Last week I posed the following question:
What is the lowest molecular weight hydrocarbon that is chiral? (A couple of restrictions — isotopes don’t count, so no deuterium or 13C, and no conformational stereoisomers, I’m looking for stable enantiomers at room temperature).
This all came about because of a question I used on an exam I wrote a few years ago for an undergraduate organic chemistry class. My intention was to ask the same question on the blog but, of course, I accidentally missed out a few details — which ended up making the question a bit more interesting. The original question asked the students to identify the lowest molecular mass cyclic alkane (the previous question on the exam had asked about the corresponding acyclic alkane). I don’t really remember how well the class did on the question, but the structure I gave on the exam’s answer key was trans-1,2-dimethylcyclopropane (1). It turns out that this might not — technically speaking — have been the best answer… sorry kids.
Well, if you don’t specify ‘alkane’ and you use the word ‘hydrocarbon’ instead, that means unsaturated systems are fair game — and this means that there are better answers than 1. There seem to be four fairly reasonable isomers of C5H8 that fit the bill — compounds 2–5 below. I was quite happy with this set of answers until a few clever people on Twitter suggested some others. @MatToddChem came up with the bicyclobutane structure (6), although this does violate Bredt’s rule. Then @zhorakovsky followed up with the bicyclopentane (7) and bicyclopentene (8) compounds — but these structures are probably far too strained to exist with those trans-fused ring junctions. Finally, @stephengdavey pointed out that 1,2-cyclobutadiene (9) would also be a valid answer, if it existed.
So, while all of these answers are OK on paper, the blue ones are much more likely to exist than the red ones. Nevertheless, from what seems to be a very simple question, you can start thinking about structure, bonding, isomerism, stereochemistry, and strain. And if it floats your boat*, nomenclature too (*it doesn’t mine, and this might be the topic of a future post).

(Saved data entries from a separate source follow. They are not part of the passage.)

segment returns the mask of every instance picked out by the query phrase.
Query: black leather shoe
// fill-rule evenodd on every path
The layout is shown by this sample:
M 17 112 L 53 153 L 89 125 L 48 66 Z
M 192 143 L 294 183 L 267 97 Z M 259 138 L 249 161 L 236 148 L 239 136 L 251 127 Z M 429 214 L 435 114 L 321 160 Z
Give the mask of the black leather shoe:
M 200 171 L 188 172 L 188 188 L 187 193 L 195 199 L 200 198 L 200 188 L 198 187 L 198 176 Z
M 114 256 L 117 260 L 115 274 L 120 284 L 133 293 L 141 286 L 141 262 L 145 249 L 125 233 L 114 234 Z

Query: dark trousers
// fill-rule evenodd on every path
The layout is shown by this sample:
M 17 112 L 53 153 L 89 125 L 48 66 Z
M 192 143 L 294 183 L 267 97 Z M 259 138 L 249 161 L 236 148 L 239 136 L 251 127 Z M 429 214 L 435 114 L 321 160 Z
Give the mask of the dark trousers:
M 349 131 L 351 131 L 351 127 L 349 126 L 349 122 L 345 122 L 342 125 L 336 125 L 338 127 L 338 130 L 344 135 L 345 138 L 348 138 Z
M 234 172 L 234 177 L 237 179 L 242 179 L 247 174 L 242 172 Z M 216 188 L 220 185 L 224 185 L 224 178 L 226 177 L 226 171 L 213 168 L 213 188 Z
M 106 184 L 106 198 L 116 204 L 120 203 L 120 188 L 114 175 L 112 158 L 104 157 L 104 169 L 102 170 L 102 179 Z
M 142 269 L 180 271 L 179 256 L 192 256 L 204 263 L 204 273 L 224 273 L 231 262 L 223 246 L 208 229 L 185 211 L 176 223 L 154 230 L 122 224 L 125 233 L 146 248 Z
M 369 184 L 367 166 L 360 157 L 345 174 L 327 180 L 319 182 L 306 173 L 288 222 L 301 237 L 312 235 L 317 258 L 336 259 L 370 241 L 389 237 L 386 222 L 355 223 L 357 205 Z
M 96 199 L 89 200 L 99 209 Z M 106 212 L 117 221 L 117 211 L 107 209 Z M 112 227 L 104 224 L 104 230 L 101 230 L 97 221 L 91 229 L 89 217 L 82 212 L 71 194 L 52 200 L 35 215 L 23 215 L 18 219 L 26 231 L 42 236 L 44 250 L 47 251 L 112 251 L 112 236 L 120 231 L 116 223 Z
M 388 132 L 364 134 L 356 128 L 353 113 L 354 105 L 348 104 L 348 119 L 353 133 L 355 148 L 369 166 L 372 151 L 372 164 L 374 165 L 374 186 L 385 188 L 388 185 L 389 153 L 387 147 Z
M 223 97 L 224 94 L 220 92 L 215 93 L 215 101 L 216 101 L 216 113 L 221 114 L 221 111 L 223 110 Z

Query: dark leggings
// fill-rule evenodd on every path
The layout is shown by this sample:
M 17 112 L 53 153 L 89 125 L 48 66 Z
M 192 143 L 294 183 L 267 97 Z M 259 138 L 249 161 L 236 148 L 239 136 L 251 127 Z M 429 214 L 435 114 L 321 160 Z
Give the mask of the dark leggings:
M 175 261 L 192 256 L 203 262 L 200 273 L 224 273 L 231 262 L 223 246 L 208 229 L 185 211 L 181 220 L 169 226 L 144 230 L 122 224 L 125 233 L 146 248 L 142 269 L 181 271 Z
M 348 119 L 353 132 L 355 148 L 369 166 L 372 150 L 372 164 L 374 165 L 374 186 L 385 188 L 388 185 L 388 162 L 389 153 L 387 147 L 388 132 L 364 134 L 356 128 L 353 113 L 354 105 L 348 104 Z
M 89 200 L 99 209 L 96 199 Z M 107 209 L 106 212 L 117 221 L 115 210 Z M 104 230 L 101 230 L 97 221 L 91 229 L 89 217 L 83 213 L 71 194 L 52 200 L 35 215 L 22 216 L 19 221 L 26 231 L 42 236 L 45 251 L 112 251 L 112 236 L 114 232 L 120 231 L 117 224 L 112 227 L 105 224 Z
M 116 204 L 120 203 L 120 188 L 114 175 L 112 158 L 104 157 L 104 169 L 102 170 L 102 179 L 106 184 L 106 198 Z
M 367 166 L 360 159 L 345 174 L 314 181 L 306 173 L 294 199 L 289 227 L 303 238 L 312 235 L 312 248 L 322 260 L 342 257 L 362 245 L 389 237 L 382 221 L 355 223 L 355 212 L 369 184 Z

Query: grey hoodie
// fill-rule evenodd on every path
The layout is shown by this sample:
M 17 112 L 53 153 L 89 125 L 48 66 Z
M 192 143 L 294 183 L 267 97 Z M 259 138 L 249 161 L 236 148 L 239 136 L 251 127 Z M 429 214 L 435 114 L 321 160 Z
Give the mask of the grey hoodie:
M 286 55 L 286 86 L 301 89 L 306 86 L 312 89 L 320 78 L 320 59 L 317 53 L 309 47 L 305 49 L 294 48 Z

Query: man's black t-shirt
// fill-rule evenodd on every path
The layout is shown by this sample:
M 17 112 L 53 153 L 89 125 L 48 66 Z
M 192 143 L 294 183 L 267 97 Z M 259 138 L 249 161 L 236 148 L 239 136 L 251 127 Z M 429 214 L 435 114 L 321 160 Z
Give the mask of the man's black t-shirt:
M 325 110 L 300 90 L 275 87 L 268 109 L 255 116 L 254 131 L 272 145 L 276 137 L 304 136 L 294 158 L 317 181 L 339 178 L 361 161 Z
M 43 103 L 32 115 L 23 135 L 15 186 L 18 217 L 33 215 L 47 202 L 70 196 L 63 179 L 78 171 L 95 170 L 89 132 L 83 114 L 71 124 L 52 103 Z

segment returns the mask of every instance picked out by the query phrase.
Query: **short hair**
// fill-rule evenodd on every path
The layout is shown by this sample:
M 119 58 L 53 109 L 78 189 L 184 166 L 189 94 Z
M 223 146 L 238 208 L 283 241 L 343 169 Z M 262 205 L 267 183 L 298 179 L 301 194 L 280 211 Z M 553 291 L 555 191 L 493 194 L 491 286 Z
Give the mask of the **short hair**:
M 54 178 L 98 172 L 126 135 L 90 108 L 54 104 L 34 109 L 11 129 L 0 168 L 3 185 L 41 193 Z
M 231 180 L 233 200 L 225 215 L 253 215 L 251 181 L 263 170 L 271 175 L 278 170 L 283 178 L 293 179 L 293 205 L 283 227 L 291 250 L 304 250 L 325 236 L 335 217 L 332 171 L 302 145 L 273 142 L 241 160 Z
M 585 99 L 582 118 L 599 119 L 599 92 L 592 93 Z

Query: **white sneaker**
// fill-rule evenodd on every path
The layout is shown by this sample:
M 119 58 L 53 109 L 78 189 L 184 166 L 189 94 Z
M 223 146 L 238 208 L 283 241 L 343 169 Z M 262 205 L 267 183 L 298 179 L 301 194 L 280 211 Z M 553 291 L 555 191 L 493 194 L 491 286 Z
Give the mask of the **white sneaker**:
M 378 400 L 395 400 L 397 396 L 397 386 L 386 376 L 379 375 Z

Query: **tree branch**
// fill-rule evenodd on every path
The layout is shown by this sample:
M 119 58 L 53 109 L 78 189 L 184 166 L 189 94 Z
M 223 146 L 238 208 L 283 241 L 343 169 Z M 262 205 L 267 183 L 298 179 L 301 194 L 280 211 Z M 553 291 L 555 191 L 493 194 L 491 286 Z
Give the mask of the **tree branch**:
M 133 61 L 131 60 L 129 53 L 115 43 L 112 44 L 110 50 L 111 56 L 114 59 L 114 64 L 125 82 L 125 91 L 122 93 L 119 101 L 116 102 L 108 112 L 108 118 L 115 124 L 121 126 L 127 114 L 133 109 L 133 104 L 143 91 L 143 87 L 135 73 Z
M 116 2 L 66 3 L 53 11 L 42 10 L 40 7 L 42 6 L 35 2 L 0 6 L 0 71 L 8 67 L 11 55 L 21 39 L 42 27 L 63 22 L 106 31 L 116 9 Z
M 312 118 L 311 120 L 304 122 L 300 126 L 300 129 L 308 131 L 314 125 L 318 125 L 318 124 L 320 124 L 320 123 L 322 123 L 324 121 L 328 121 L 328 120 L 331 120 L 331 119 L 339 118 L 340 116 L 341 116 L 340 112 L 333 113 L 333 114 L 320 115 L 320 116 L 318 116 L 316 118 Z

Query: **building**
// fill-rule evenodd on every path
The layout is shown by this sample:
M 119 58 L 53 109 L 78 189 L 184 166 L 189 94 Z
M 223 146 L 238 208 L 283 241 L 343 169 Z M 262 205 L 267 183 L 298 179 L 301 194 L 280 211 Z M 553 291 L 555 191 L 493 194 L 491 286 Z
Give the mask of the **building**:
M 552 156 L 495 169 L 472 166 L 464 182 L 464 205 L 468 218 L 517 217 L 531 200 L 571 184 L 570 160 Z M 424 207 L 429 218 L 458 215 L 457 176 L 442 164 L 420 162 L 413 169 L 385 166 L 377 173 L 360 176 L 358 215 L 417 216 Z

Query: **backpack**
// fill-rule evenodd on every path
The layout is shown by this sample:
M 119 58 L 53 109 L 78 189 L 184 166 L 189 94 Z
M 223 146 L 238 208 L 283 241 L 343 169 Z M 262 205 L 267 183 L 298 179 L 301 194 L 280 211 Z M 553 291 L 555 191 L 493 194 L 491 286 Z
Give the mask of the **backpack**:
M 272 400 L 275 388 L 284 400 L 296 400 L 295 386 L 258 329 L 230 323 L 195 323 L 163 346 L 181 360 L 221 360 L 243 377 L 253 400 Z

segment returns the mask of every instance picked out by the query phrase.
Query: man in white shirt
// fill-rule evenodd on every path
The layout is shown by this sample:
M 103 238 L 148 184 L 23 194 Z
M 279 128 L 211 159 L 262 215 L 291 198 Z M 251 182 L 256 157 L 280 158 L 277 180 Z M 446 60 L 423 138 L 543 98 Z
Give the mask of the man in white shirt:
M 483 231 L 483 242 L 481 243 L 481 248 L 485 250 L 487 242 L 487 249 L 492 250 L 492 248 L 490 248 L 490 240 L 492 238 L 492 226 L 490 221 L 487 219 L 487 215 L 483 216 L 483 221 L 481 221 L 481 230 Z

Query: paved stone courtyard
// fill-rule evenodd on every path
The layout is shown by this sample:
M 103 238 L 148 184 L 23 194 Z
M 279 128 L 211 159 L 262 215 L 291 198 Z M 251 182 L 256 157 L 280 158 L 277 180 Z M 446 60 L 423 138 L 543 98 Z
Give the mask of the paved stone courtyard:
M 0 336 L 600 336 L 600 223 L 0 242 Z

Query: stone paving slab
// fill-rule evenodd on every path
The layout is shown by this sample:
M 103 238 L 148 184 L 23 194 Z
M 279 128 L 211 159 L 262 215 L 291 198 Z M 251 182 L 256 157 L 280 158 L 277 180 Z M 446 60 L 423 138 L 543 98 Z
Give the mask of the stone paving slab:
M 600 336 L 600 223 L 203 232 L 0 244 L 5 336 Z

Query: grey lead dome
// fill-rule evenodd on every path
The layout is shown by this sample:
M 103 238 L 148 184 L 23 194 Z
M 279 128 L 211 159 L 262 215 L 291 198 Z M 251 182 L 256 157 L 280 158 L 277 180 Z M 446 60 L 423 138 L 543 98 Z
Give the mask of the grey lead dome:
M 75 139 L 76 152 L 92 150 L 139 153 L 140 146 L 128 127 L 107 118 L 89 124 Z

And that bit above where I mentioned not giving the correct answer on the original exam? Well, that bicyclopentane structure (7) is definitely an alkane and has a lower molecular mass than the trans-dimethylcyclopropane (1)… in my defence, however, 7 probably doesn’t exist.
Thanks to everyone else who suggested answers on Twitter or in the comments of the original post!
Love it, though I would probably give this one to the kiddos on a homework rather than a test. If you were to give it on an exam, there’d be no end to the complaints from students.
Yes, I gave it to my 3rd year undergrad class in the 40-minute-in nap doldrums and they got 1, 3 and 5 in a few minutes of group effort. It’s a great question. I drew 6 up on the board and explained Bredt’s rule. In response, one student drew a kite string on it and some wind effects.
You can always count them, but how do you find which is the most stable? Are there some rules or does one have to do calculations?
Well, the only way to be sure would be to do some calculations – but I don’t know what flavour as I know next to nothing about computational chemistry. The blue structures are definitely more stable than the red, and I imagine the cyclobutene is more stable than the cyclopropenes — I don’t know how the allene fits in though. As for the red structures, I imagine the strain increases very much from left to right, although I’m not 100% sure about where structure 6 fits in.
Great question. I could try out some calculations on the structures.
-And if it floats your boat*
Not really, but it does float my chair (sorry, couldn’t resist!)
Hey, demethylated 6 is also chiral because of different possible orientations of bridgehead hydrogen. So it’s the same MW as 9!
Good spot! So that’s another to add to the list… when will it end?!
I think this is the end, because here we have the smallest possible substituents for hydrocarbon by the chiral center: H, C, CH and CH2
And compound 7 does indeed exist. At least almost. Look up CAS# 96442-65-8 (racemate) 60426-74-6 (enantiomer) in SciFinder. Deuterium analogs of said compound, 12 literature references in total.
Hmm, don’t have access to SciFinder… but really, a trans-3,4-ring junction?! Are they just theoretical studies?
The strain on (9) makes my head hurt. I thought of cyclobutadiene (the 1,3 isomer) but then realized that it not supposed to exist, being anti-aromatic and all… though I have to wonder if it’s more likely to exist than (9)?
I really like these types of questions when I was a student (and still do!)
And of course… I just realized I’m an idiot… the question was about chiral compounds, and 1,3-cyclobutadiene isn’t. Oops.
If you remove the requirement for it to be a hydrocarbon, are there lighter stable solutions?
Realistically, probably 2-methyl-2H-azirine (mw 55). 2-Boryl-2H-azirine is smaller, but probably not monomeric.